Monday, September 24, 2012

Recipe: Easy Greek-style Pastry

The fine arts are five in number, namely: painting, sculpture, poetry, music, and architecture, the principal branch of the latter being pastry. – Antonin CarĂªme

Look at all the layers. Amazing.

It’s amazing – when you stumble across a new piece of information it seems to then pop up everywhere. This is true of autoloysis. I spoke about it in my baguette post two days ago. It made some stunning bread.

Just before kneading.
Essentially, autolysis in dough-making is the mixing of water and flour and letting it sit. The enzymes in the wheat are activated and begin the process of developing the gluten strands. 

For bread, this turned out to be a really good thing. 

But this is pastry. Very “flaky” pastry, and the technique – which I didn't know the name of three days ago – improves the end result. I put flaky in quotation marks because this isn’t flaky like pie pastry. In pie dough little bits of shortening or butter are distributed in the flour and make the individual flakes.

This dough is flaky like phyllo, but shaped in a block, not individual sheets.

Kneaded and ready to rest.
I am of the opinion that the resting made it far easier to roll out extremely thin sheets of dough without breaking or tearing. Let me explain how it’s made. 

The flour and water is allowed to rest and then divided into four pieces. Each piece is rolled out as thin as you can possibly get it. It's far more pliable because of the autolysis action. Softened butter is then slathered (no other word for it…) on each sheet and it is then folded up. 

That "envelope" of dough gets put in the centre of the next piece of rolled, buttered dough and folded inside. This is repeated for all four pieces. So you have many, many layers of dough separated by many, many layers of butter.

What you get in the end is sort of a “puff” pastry but not with all the gnashing of teeth that accompanies cold butter being beaten into submission. Mind you, the end result is not quite as tender. 

Divided and ready to roll.
This dough is more for delicacies like Spanakopita or cheese pie where flaky yet a little more substantial is required. But I’m not saying this is “tough”.
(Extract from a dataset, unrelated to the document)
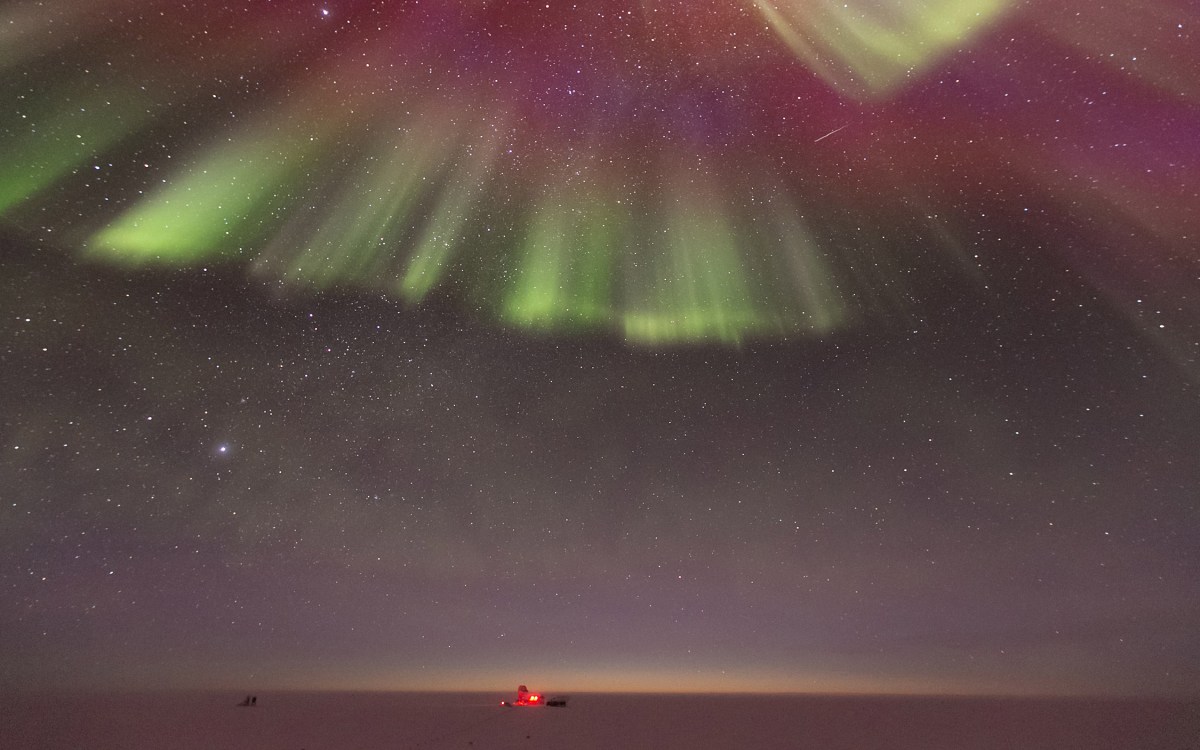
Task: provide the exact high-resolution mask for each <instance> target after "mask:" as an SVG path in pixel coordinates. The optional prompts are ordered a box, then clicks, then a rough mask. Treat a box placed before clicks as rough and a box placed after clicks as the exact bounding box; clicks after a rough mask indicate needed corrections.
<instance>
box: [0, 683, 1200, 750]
mask: <svg viewBox="0 0 1200 750" xmlns="http://www.w3.org/2000/svg"><path fill="white" fill-rule="evenodd" d="M548 695H554V694H553V691H551V692H550V694H548ZM242 697H245V696H244V695H238V694H211V692H205V694H192V692H161V694H138V695H134V694H121V695H114V694H103V695H100V694H70V695H59V694H38V695H30V694H13V695H6V696H2V698H4V707H2V709H0V748H14V749H47V750H53V749H60V748H61V749H71V750H107V749H113V750H118V749H120V750H143V749H145V750H167V749H170V750H188V749H193V748H194V749H204V750H212V749H224V750H240V749H246V750H275V749H278V750H350V749H362V750H373V749H388V750H398V749H408V748H413V749H418V748H419V749H446V748H469V749H474V750H488V749H491V750H505V749H517V748H520V749H522V750H541V749H566V750H590V749H623V750H631V749H641V748H647V749H655V750H670V749H680V750H683V749H688V750H696V749H700V750H703V749H730V748H738V749H755V750H764V749H770V748H778V749H785V748H786V749H788V750H798V749H800V750H803V749H812V750H838V749H846V750H850V749H853V750H863V749H872V748H880V749H913V750H918V749H919V750H936V749H940V748H946V749H953V750H973V749H983V748H996V749H1000V748H1004V749H1009V748H1020V749H1021V750H1036V749H1040V748H1045V749H1048V750H1050V749H1052V750H1070V749H1075V748H1078V749H1080V750H1093V749H1098V748H1105V749H1109V750H1123V749H1129V750H1134V749H1138V750H1144V749H1159V748H1160V749H1164V750H1195V749H1198V748H1200V703H1196V702H1193V703H1180V702H1165V701H1057V700H1055V701H1043V700H1001V698H907V697H894V698H892V697H814V696H763V697H758V696H666V695H646V696H618V695H576V696H572V697H571V701H570V704H569V706H568V707H566V708H546V707H540V708H500V707H499V706H498V703H499V701H500V700H502V698H510V697H511V696H510V695H506V694H496V695H491V694H488V695H480V694H469V695H467V694H464V695H455V694H427V695H420V694H299V692H277V694H271V692H259V694H258V706H256V707H252V708H240V707H238V706H236V703H238V702H239V701H241V698H242Z"/></svg>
A note: the thinner you roll the individual sheets the flakier and more tender your end result will be. It takes a little elbow grease but well worth the final result. Roll, roll, roll!!

It can be used for pastry if you wish. I made an apple braid (photo at top). Just be prepared for something a little more sturdy than a flaky pie crust.

It’s quite stunning to look at and pride-inducing to think you made all those separate layers of dough.

This is not a quick technique but well worth the (minimal) effort. It took me 1/2 hour to roll and fold all the dough together. But look at the picture at the top of the post. Don’t you think it’s worth it to say “I did that”!

Roll the first sheet out, cover with butter and fold as
directed in the recipe.
Easy Greek-style Pastry
Time: 1 hour  |  Refrigerate: min 3 hours before use
2 cups all-purpose flour
3/4 cup water
1/2 tsp baking powder
1/2 tsp salt
1/2 cup butter or more, softened

Place the flour, baking powder and water in a bowl. Mix together and then knead until you have a fairly smooth ball, about 5 minutes.

Let the dough rest for 30 minutes.

After the 30 minutes you will see the dough has relaxed somewhat. Cut into four equal pieces.

Using a little four as possible, roll each piece out into a square about 16” x 10” (if you can). Roll it as thin as you can reasonably get it.

The result of the first folding.
Take 1/4 of the butter and cover the face of the pastry. Starting on the long edge, fold it in thirds, like a letter. 

Butter the face of the dough and then fold in thirds again. The end result is a rectangle of multilayered dough.

Do the same with the remaining dough, except before folding place the already folded dough in the centre and fold up around it.

When you’re done you’ll have a block of dough that looks like store-purchased puff pastry.

Cover in plastic wrap and put in the refrigerator until ready to use, substituting this dough for that in your recipe.

Roll out the second sheet, butter and place the first square of dough
on it. Then fold the dough around it.
Repeat with each piece of dough until you have rolled, buttered and wrapped each piece.
The dough is ready to be refrigerated.